In file "includes/unicode.inc" there is a function "drupal_convert_to_utf8" which has the following code:
if (function_exists('iconv')) {
$out = @iconv($encoding, 'utf-8', $data);
}
According to http://uk.php.net/function.iconv this returns the converted string, or FALSE on failure. The string is cut at the first illegal character.
I think it should be either changed to:
if (function_exists('iconv')) {
$out = @iconv($encoding, 'utf-8//TRANSLIT', $data);
}
So that "when a character can't be represented in the target charset, it can be approximated through one or several similarly looking characters" instead of just being cut.
or
if (function_exists('iconv')) {
$out = @iconv($encoding, 'utf-8//IGNORE', $data);
}
to ignore that single illegal character, but continue to convert whatever is past that point.
Either would do for me, but I guess it is better to ask those in the know which would be better.
(I have no idea what component to file this against. I have chosen "Base System")
| Comment | File | Size | Author |
|---|---|---|---|
| #1 | unicode.patch | 500 bytes | naheemsays |
Comments
Comment #1
naheemsays commentedAttached is a patch to change it to transliterate illegal characters.
Comment #2
naheemsays commentedTesting the above patch - iconv now functions like mbstring as it does not just cut out any processing past the point of the illegal character.
Without the patch, there can be dataloss if a an illegal chracacter is encountered as no characters after it wil be processed. Should it be marked critical? (the same patch would also need to be applied to previous versions of Drupal).
Comment #3
robin monks commentedIs there a testcase available with some text that shows this problem?
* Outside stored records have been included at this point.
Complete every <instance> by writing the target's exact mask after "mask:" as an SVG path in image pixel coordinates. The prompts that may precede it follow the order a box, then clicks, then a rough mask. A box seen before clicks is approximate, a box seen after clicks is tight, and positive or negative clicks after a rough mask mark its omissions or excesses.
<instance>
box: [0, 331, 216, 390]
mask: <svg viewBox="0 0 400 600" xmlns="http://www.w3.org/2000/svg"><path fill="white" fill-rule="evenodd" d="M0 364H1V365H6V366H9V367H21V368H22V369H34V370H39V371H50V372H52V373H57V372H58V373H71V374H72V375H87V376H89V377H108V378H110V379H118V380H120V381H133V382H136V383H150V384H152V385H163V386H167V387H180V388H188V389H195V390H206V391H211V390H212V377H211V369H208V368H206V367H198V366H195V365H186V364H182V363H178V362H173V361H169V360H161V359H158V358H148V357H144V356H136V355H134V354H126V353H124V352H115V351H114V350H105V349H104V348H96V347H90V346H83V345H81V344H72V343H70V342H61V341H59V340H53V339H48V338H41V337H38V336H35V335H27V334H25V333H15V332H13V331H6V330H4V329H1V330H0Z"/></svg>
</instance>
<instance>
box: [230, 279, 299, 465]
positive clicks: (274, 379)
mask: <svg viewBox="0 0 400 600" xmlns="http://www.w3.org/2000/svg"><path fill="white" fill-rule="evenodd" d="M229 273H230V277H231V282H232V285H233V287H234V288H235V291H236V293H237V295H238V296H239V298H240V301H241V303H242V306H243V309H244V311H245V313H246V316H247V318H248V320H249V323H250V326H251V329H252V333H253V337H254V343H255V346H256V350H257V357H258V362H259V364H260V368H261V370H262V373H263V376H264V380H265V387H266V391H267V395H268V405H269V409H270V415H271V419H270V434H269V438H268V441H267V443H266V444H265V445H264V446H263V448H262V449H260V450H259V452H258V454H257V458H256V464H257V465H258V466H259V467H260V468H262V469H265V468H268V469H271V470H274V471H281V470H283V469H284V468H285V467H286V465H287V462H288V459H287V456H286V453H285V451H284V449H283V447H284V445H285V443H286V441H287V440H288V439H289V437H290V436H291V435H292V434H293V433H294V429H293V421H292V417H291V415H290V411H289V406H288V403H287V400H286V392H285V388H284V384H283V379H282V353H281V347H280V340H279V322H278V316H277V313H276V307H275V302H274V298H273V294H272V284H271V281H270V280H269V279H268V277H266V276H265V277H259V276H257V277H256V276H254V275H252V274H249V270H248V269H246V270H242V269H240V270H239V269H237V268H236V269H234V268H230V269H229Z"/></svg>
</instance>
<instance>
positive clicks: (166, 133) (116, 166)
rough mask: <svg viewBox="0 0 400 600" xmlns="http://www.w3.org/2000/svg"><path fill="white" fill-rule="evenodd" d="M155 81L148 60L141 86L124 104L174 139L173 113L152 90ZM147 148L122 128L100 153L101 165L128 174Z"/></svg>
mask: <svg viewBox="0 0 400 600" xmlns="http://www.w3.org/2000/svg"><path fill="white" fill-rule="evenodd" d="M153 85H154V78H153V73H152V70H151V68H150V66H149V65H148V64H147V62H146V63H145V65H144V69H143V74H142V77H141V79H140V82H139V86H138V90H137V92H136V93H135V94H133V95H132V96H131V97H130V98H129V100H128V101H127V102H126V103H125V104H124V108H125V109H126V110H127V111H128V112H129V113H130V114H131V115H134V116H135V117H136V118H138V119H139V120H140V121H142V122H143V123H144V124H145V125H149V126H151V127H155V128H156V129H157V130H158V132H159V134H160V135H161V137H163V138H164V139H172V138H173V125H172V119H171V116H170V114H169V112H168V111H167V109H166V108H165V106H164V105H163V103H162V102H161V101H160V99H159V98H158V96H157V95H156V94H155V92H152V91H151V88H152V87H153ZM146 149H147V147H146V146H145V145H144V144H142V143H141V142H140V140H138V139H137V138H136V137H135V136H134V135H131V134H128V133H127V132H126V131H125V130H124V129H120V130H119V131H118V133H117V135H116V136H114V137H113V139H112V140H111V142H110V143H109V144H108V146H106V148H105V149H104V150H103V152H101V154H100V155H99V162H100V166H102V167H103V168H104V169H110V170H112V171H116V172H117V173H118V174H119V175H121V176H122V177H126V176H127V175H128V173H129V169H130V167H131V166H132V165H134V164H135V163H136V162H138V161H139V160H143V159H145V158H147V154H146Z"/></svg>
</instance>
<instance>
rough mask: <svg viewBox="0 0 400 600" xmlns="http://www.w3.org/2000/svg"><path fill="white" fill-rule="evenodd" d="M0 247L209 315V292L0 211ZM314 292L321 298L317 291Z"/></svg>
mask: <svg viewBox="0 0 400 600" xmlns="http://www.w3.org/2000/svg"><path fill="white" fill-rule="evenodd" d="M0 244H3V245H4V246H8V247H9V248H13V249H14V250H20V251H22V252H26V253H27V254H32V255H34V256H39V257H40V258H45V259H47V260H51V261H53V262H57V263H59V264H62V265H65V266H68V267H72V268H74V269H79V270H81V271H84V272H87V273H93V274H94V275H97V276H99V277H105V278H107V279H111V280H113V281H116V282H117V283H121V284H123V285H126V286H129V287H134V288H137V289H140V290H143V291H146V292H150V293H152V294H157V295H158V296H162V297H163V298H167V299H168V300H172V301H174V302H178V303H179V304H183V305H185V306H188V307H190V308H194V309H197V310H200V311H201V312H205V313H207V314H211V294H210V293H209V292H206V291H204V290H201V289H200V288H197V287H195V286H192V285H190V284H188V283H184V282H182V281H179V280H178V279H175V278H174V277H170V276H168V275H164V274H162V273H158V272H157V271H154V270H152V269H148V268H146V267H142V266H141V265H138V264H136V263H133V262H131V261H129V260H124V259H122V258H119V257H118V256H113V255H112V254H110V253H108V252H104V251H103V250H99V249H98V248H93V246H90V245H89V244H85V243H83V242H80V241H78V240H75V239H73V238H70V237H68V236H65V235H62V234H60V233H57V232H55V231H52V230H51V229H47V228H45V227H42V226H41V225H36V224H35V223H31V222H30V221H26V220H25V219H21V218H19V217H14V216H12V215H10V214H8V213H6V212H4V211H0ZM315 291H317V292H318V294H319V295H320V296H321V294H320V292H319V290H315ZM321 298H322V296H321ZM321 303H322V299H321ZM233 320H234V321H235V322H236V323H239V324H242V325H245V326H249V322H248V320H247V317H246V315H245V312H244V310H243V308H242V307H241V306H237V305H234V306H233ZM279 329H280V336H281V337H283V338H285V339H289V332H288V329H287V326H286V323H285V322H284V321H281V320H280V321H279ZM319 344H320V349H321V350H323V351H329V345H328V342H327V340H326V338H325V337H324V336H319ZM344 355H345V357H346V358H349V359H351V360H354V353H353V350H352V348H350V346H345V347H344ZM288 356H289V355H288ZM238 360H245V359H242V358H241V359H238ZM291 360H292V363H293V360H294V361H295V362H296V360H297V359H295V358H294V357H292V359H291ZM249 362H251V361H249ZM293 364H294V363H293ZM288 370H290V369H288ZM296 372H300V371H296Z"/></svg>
It would really help those trying to review the patch.
Robin
Comment #4
naheemsays commentedI think the original issue was when converting characters like en and em dashes that have been added to iso 8859-1 that were multi-byte and where the second byte on its own was not a proper character.
(my original test case was a backup database of around 100MB I was converting from phpbb to drupal...)
Comment #5
pillarsdotnet commentedA similar patch was marked WONTFIX in #1018840: Drupal provides no error-free way to sanitize text from untrusted sources.